Meanwhile, there is Tyra Mail, which is now fashioned like one of those pull-out subscription cards from a magazine. Clever. Melrose discovers it and brings it out to the rest of the girls, who are in the hot tub. It reads, "People think models are stupid, anorexic, drug addicted bitches. Are YOU????" The funny part is that there's a big checkmarked box on the card that says, "YES!" Ha! I bet Janice Dickinson filled that one out. Melrose thinks that they're doing a shoot tomorrow. Anchal says that she knows she's not anorexic because she can't stop eating. You and me both, sister.
The next day, the girls head to a lovely house, out of which emerges a monster dressed as Tyra, or vice versa. Tyra screams in a French accent (?!?!) and asks where the photographer is, and who these young bitches are. I watched this part with my boss, who said, "Tyra Banks has no business trying to act." Tyra screams that she is the only supermodel in the world, and is almost thirty-five, and doesn't like young bitches." Christian conjectures that Tyra's gone off some meds. Maybe that explains the weight gain. Tyra runs around and screams some more, and frankly it's really embarrassing and uncomfortable to watch. What they should have done is just invited Janice to come, and not told her anything about the shoot or what she was supposed to do, and just let her interact with the girls. Or just showed some old footage of her. Tyra screams that she's leaving the set and isn't coming back until the prepubescent bitches are gone. And then the greatest thing happens and she totally trips and falls on her face. The girls all laugh, perhaps because they think it's part of the act, or perhaps just because it's funny when people fall. It would have been better if her wig flew off. Tyra screams her way off the set. Jesus.
Jay Manuel comes out in a blue, white, and orange jacket to restore order to the situation and tell the girls that that wasn't the real Tyra Banks. She was merely portraying the crazy diva model stereotype. Wow, but it seemed so real. Jay says that today they're going to do the most controversial shoot they've ever done on America's Next Top Model. Oh, my God, you guys...maybe they'll do something where they actually look...gasp!...pretty and have subtle styling? It's either that, or a very realistic depiction of the love between a young girl and her donkey. We'll find out after the commercials.
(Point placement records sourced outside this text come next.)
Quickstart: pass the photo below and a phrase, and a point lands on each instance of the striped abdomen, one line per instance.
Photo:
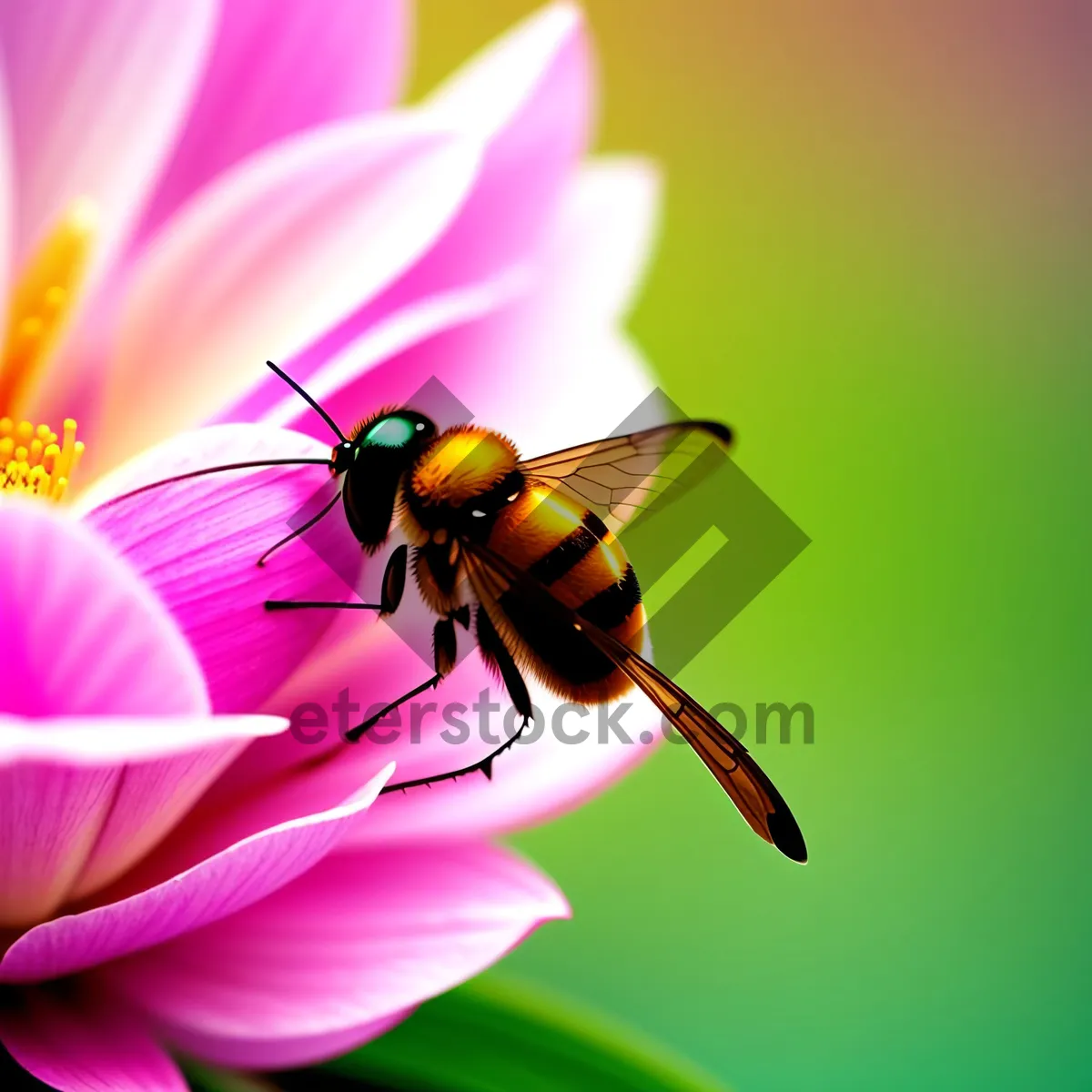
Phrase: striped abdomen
(571, 551)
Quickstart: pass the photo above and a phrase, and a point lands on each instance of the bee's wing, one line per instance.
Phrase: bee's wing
(621, 476)
(740, 775)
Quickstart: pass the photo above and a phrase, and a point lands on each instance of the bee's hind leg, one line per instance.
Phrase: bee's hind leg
(445, 654)
(394, 584)
(497, 656)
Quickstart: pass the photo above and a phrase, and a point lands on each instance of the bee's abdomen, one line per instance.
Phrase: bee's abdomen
(572, 552)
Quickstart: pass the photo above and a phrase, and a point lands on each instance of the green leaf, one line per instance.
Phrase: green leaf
(490, 1036)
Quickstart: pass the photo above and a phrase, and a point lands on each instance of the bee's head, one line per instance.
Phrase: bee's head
(379, 452)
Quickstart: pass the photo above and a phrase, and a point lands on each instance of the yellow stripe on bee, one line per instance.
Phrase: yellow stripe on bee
(462, 463)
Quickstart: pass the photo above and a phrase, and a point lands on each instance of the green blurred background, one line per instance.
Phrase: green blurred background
(876, 263)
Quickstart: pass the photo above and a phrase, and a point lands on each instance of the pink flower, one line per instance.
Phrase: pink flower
(126, 920)
(513, 304)
(236, 894)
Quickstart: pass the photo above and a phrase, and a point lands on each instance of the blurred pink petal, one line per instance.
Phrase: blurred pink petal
(528, 98)
(197, 543)
(359, 937)
(557, 326)
(267, 258)
(97, 93)
(86, 638)
(285, 1052)
(235, 878)
(6, 192)
(86, 1044)
(82, 634)
(277, 74)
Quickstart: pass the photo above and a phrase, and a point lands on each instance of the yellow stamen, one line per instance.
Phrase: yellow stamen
(43, 303)
(33, 462)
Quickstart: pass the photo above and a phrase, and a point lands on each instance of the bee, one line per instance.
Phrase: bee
(518, 551)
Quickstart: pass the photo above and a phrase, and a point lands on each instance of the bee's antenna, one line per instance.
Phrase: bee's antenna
(216, 470)
(307, 398)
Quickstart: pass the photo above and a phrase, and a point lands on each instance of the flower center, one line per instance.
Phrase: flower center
(42, 304)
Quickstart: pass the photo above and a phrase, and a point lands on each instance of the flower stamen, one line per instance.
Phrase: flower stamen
(39, 310)
(43, 303)
(33, 462)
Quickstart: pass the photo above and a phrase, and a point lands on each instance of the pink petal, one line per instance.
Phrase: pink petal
(82, 634)
(86, 1044)
(288, 1052)
(82, 798)
(98, 92)
(350, 369)
(270, 77)
(233, 879)
(359, 939)
(528, 99)
(601, 243)
(197, 543)
(268, 257)
(6, 195)
(556, 326)
(529, 96)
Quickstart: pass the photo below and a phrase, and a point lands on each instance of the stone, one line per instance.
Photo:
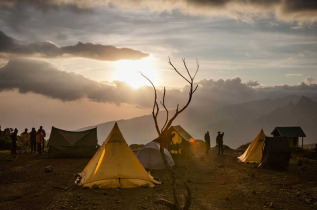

When we return, Jay says that they're going to be doing a shoot in which they each convey model stereotypes. I'm sure you read about the controversy that this shoot caused in the papers on Thursday. Thrill. Jay tells A.J. that she's going to be the "casting couch" model. Way to give that to the girl who got a sexually-contracted disease that caused her cervical cancer, asshole. Amanda will be anorexic, CariDee will be the dumb blonde, Brooke will be the backstabbing bitch, Christian will be a model-turned-actress, Eugena will be the black girl that the industry is trying to turn white, Megan will be the diva with a lapdog, Michelle will be bulimic, Jaeda is a plastic surgery victim, Megg is the drunk drug-addict, Anchal is the narcissist, and Monique is going to be throwing a cell phone at her assistant. What about the model who gained thirty pounds and retired only to become the worst talk show host the world has ever seen, Carnie Wilson excepted? Who's going to be that stereotype? And finally, fucking Melrose will be the model who won't get out of bed for less than $10,000 a day. She says, "You read me right, baby." Jay tells Melrose that, since she won the challenge, she will get to be a diva for the day. She'll get a personal assistant, a massage, and other pampering. She's psyched. The photographers for the day are Oliver Bronson and Dylan Don, who apparently just flew in from Europe.